Adipocyte LIPA deficiency mediates the development of obesity and associated glucose intolerance. To address the possible functional role of adipocyte LIPA in modulating obesity, mice with A-Lipa deficiency and littermate controls were fed a HFD for 16 weeks, and key metabolic outcomes were analyzed (Figure 6A). Mice lacking adipocyte LIPA gained significantly more weight on HFD (Figure 6B) which was primarily due to a higher fat mass without effect on whole-body lean mass (Figure 6, C and D) or muscle or liver mass, although hepatic TG content trended up but did not reach significance (Supplemental Figure 20, A and B). At the level of adipose tissue, iWAT and BAT from HFD-fed A-Lipa KO mice were heavier and larger and there was a trend for increase in eWAT that did not reach significance (Figure 6D).
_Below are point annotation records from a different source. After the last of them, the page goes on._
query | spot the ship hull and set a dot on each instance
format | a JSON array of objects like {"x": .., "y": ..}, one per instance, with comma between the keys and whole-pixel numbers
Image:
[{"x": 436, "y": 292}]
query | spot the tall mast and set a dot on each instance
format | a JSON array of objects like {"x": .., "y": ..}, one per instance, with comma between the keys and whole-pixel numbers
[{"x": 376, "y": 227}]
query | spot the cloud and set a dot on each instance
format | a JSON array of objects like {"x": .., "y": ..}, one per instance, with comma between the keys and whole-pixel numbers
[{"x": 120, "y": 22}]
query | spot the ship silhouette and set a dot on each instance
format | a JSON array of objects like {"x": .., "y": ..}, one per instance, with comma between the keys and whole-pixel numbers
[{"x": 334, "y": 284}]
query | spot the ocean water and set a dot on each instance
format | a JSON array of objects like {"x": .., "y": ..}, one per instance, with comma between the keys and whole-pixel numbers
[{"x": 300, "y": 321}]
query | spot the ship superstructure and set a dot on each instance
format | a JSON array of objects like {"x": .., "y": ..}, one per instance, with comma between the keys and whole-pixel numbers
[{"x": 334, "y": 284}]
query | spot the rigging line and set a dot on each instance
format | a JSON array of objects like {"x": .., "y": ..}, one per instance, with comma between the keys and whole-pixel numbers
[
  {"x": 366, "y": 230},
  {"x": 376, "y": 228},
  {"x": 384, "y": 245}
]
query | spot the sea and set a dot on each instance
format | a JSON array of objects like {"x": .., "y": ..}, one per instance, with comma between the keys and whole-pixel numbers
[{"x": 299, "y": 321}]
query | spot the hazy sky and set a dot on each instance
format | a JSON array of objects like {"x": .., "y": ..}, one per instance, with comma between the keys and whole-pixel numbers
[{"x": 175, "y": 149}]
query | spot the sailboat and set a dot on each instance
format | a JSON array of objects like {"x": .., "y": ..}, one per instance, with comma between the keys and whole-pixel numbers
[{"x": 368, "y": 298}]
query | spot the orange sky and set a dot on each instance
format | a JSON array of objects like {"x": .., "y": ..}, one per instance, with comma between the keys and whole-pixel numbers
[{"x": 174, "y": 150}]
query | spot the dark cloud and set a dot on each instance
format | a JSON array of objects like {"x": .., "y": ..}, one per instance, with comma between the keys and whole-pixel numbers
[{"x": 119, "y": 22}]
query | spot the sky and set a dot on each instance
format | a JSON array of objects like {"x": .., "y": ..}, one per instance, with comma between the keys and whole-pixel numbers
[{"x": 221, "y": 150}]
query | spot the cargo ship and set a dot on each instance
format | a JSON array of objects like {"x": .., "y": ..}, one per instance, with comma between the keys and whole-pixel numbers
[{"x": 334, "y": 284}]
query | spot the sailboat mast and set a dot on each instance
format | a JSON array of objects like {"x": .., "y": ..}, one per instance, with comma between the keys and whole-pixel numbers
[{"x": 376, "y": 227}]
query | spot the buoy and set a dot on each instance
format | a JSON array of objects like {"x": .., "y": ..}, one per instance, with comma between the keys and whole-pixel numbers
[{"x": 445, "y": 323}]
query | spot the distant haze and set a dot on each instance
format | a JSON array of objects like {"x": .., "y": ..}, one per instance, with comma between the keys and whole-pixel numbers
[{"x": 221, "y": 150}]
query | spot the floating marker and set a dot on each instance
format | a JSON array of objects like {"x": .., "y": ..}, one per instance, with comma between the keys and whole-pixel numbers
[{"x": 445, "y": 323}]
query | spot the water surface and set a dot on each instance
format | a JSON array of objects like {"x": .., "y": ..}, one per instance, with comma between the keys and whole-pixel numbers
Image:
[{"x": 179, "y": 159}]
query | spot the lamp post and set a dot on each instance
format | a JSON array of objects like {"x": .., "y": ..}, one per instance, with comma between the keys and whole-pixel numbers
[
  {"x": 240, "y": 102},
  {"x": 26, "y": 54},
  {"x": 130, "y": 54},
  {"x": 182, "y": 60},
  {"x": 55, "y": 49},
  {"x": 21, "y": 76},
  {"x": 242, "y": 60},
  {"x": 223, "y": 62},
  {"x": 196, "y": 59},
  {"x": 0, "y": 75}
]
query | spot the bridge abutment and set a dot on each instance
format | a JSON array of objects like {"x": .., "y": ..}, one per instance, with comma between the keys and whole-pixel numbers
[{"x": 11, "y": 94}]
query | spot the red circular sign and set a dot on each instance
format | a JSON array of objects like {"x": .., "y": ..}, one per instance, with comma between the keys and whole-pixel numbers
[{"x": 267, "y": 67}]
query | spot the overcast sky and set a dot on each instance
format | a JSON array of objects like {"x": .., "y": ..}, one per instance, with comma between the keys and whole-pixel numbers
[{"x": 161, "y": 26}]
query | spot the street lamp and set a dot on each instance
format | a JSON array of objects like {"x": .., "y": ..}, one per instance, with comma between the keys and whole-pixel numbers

In addition, all adipose depots, iWAT, eWAT, and BAT, developed adipocyte hypertrophy (Figure 6E), indicating a direct role for adipocyte lysosomal lipolysis in regulating lipid storage. To test the physiological mechanisms responsible for increased adiposity in mice, we performed metabolic cage studies and determined A-Lipa KO mice had blunted oxygen consumption (Figure 6F) and elevated respiratory exchange ratio (RER) (Figure 6G and Supplemental Figure 20C), consistent with the concept of impaired lipid oxidation, and these changes could not be explained by the lack of differences in locomotor activity (Supplemental Figure 20D) and food intake (Supplemental Figure 20E). We also performed glucose and insulin tolerance tests to determine whether the lack of adipocyte lysosomal lipolysis and associated defects would ultimately manifest in diabetic pathology. A-Lipa KO mice fed a HFD had worse glucose and insulin tolerance (Figure 6, H and I) along with lower plasma adiponectin levels (Supplemental Figure 20F) compared with control mice. The summation of these phenotypes highlights an essential role for adipocyte LIPA in mediating obesity-related TG storage, lipolysis, and metabolic outcomes.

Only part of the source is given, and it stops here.